OSU-NLP-Group / GrokkedTransformer

Code for NeurIPS'24 paper 'Grokked Transformers are Implicit Reasoners: A Mechanistic Journey to the Edge of Generalization'
MIT License
162 stars 12 forks source link

Re-Implementing this work in smaller setting #5

Closed hbin0701 closed 1 month ago

hbin0701 commented 1 month ago

Hi. Thank you for sharing such an awesome work and releasing the code. I really enjoyed reading the paper! :)

I'm seeing that replicating this experiment requires a lot of compute time, so I'm wondering if this is replicable in smaller setting, with smaller size of entities and relations.
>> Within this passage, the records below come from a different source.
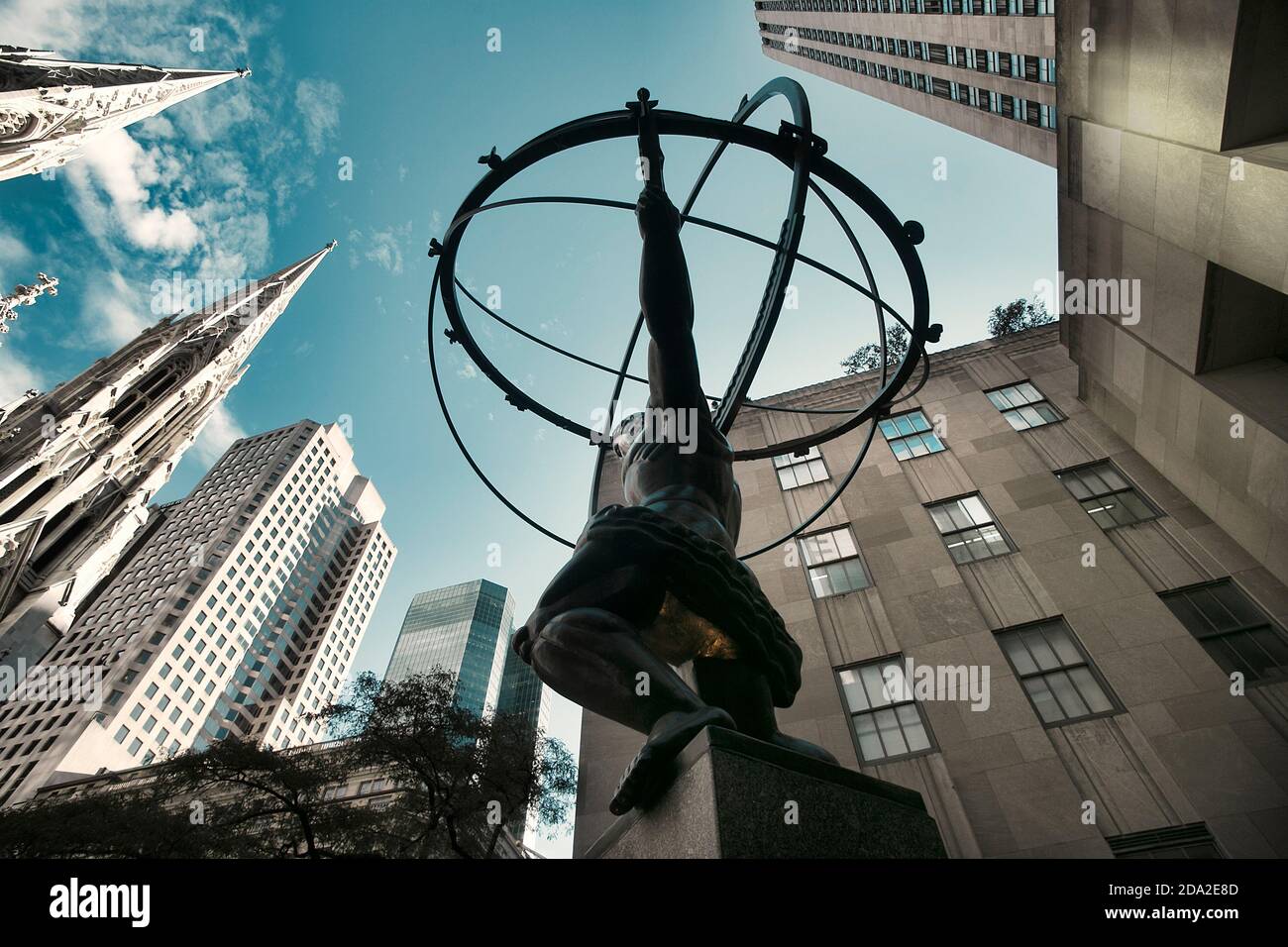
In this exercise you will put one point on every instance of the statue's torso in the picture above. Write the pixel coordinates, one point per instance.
(696, 488)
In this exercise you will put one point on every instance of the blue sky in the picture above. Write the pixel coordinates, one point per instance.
(244, 179)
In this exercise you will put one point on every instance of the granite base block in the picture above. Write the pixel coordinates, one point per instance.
(739, 797)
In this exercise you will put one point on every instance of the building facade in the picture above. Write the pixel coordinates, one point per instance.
(467, 629)
(1010, 611)
(986, 67)
(51, 108)
(1173, 248)
(236, 615)
(78, 464)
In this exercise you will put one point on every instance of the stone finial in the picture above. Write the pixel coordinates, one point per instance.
(25, 295)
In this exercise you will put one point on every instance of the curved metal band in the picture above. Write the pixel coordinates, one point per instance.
(797, 150)
(786, 149)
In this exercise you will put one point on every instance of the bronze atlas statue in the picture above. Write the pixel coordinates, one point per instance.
(657, 582)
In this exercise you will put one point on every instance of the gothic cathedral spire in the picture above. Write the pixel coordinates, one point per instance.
(51, 108)
(78, 466)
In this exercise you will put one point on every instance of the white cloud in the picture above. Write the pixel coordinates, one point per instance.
(218, 436)
(318, 102)
(16, 375)
(382, 248)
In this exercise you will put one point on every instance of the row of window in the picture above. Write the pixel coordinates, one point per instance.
(1033, 68)
(1057, 674)
(911, 434)
(967, 8)
(1033, 114)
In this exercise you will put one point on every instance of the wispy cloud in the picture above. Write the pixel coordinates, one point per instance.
(218, 436)
(111, 191)
(318, 102)
(16, 375)
(382, 248)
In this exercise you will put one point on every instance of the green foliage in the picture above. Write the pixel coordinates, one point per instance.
(1017, 316)
(454, 783)
(462, 777)
(868, 357)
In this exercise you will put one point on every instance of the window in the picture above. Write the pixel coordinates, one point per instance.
(798, 472)
(1232, 629)
(969, 530)
(833, 564)
(887, 720)
(1173, 841)
(911, 436)
(1024, 406)
(1107, 495)
(1055, 673)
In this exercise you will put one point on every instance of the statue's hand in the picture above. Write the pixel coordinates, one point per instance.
(522, 643)
(656, 213)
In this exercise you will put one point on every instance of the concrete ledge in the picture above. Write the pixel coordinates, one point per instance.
(739, 797)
Until far, I haven't been able to find one :(

If you had any smaller-sized setting you have discovered that grokking occurs (or at least in-dist generalization) while conducting experiments, it would be really appreciated if you could share..!
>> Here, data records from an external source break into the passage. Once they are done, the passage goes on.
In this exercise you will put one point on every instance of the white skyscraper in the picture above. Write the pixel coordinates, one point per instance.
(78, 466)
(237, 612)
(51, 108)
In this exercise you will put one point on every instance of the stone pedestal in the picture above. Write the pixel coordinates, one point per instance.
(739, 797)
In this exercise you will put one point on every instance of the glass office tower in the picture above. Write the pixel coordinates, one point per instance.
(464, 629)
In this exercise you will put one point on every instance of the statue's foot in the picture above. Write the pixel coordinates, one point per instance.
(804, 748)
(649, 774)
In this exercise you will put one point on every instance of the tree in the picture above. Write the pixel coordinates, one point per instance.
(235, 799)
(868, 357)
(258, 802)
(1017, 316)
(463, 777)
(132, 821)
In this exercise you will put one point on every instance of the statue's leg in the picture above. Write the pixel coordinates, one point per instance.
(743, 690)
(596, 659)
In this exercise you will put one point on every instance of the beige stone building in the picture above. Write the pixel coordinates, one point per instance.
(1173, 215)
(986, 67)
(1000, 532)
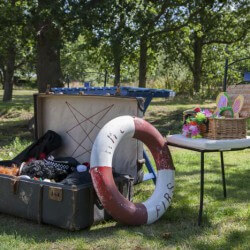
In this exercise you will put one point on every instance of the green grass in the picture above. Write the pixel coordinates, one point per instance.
(226, 222)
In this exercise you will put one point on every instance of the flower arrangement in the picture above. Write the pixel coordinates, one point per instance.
(192, 125)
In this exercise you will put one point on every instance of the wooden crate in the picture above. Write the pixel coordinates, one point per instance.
(241, 89)
(226, 128)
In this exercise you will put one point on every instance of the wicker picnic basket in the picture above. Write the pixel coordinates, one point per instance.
(226, 128)
(241, 89)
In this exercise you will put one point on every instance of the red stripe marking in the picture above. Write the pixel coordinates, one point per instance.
(114, 202)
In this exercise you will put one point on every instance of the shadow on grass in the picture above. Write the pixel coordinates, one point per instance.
(21, 102)
(10, 130)
(167, 122)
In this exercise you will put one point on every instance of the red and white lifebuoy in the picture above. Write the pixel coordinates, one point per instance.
(101, 171)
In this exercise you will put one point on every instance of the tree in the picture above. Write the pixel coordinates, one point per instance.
(216, 22)
(13, 40)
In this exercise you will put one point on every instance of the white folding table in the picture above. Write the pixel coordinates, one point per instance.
(206, 146)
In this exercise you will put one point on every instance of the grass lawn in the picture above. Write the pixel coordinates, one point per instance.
(226, 222)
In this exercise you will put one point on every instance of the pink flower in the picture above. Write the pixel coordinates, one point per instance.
(207, 113)
(194, 130)
(197, 110)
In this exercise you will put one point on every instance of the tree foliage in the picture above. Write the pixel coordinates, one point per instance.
(176, 44)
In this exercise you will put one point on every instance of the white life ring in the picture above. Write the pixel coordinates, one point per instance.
(103, 149)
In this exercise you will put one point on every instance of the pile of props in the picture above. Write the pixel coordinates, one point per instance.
(36, 163)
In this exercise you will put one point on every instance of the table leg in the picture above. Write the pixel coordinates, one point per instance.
(201, 189)
(223, 174)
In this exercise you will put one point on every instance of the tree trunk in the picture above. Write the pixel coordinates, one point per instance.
(116, 51)
(48, 66)
(117, 70)
(9, 73)
(197, 65)
(143, 62)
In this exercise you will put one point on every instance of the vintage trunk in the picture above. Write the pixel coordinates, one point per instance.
(77, 119)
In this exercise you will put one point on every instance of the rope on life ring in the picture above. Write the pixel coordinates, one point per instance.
(113, 201)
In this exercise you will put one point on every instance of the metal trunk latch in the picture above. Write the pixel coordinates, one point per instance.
(55, 193)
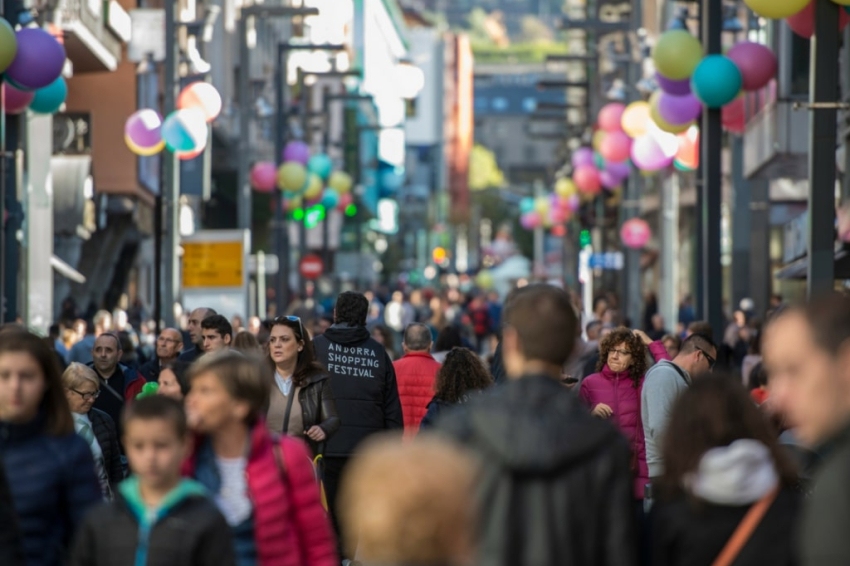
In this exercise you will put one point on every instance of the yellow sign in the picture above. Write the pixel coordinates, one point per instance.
(212, 264)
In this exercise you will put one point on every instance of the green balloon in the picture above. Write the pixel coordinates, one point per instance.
(8, 45)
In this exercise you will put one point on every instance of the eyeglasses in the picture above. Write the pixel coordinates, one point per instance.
(291, 318)
(87, 396)
(711, 361)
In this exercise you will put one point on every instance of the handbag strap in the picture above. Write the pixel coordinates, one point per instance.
(745, 529)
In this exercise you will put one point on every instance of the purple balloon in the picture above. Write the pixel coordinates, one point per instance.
(676, 88)
(39, 60)
(297, 151)
(583, 156)
(678, 110)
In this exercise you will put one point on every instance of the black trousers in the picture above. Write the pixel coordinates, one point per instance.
(334, 468)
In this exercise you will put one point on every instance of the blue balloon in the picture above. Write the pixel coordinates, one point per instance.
(716, 81)
(49, 99)
(321, 165)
s-kostyaev commented 1 month ago

maybe this may help https://github.com/ironjr/grokfast

hbin0701 commented 1 month ago

Thanks for the reply :)

I have one more question. According to the composition.ipynb seems like the authors chose to use "test_inferred_facts" (which is "test_inferred_ood") as eval_dataset. I was wondering whether it would be more intuitive to use "test_inferred_iid" as eval_dataset, so that we can actually observe grokking phenomena while training. or was it set that way to confirm that generalization cannot happen for test_inferred_ood?
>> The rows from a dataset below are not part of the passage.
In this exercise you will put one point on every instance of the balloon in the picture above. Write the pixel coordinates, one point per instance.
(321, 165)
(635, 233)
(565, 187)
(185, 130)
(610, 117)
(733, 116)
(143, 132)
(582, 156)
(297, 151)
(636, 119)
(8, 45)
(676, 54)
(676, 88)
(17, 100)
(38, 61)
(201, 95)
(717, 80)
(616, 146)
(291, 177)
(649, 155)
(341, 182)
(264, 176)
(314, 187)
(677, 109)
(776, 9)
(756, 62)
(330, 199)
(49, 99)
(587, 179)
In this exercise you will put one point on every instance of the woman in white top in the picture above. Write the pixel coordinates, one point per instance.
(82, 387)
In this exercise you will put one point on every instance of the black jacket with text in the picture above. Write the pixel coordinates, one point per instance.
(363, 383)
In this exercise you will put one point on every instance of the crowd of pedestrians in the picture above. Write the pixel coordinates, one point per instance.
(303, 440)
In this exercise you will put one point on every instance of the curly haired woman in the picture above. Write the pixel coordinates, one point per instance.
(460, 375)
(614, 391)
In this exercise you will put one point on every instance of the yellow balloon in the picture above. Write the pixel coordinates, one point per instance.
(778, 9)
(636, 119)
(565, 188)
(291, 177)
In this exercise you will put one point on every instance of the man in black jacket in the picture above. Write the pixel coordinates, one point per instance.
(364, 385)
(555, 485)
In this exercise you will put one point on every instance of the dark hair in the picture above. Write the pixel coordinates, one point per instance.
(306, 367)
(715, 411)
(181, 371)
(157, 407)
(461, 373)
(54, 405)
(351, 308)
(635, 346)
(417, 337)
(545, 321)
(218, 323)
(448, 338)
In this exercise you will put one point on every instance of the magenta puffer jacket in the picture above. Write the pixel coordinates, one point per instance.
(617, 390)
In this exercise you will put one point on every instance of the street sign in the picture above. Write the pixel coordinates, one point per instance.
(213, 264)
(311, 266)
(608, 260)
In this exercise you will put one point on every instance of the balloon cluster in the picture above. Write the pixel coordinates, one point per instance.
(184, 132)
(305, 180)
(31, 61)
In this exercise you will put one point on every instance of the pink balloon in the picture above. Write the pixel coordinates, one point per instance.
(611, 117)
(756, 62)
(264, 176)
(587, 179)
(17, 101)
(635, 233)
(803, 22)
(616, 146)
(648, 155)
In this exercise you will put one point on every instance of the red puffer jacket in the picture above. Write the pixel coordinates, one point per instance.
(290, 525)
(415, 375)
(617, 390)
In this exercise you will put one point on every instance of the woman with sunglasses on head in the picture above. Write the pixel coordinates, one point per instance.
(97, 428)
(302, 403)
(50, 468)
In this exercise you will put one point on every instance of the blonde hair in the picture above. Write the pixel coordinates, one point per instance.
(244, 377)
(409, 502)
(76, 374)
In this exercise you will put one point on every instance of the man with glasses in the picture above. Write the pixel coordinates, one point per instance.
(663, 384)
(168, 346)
(With this setting, I could observe the grokking phenomena in a desired manner :))

Thanks in advance!

Boshi-Wang commented 1 month ago

Thanks for the interest!

Yes, you can scale down the number of entities/relations/attributes/etc. when generating the atomic and inferred facts; this could be done by changing the numbers in {composition/comparison}.ipynb. We only experimented with larger data sizes in the paper (see, e.g., Section 3.2) and the observations are consistent; I'm rather sure that the same observations should hold in smaller scales (not "too" small, of course).

Regarding the eval, yes we chose the OOD performance as the metric there (btw, on the comparison task the model does generalize in OOD) but you can feel free to change it (or maybe eval on both splits) according to your purpose.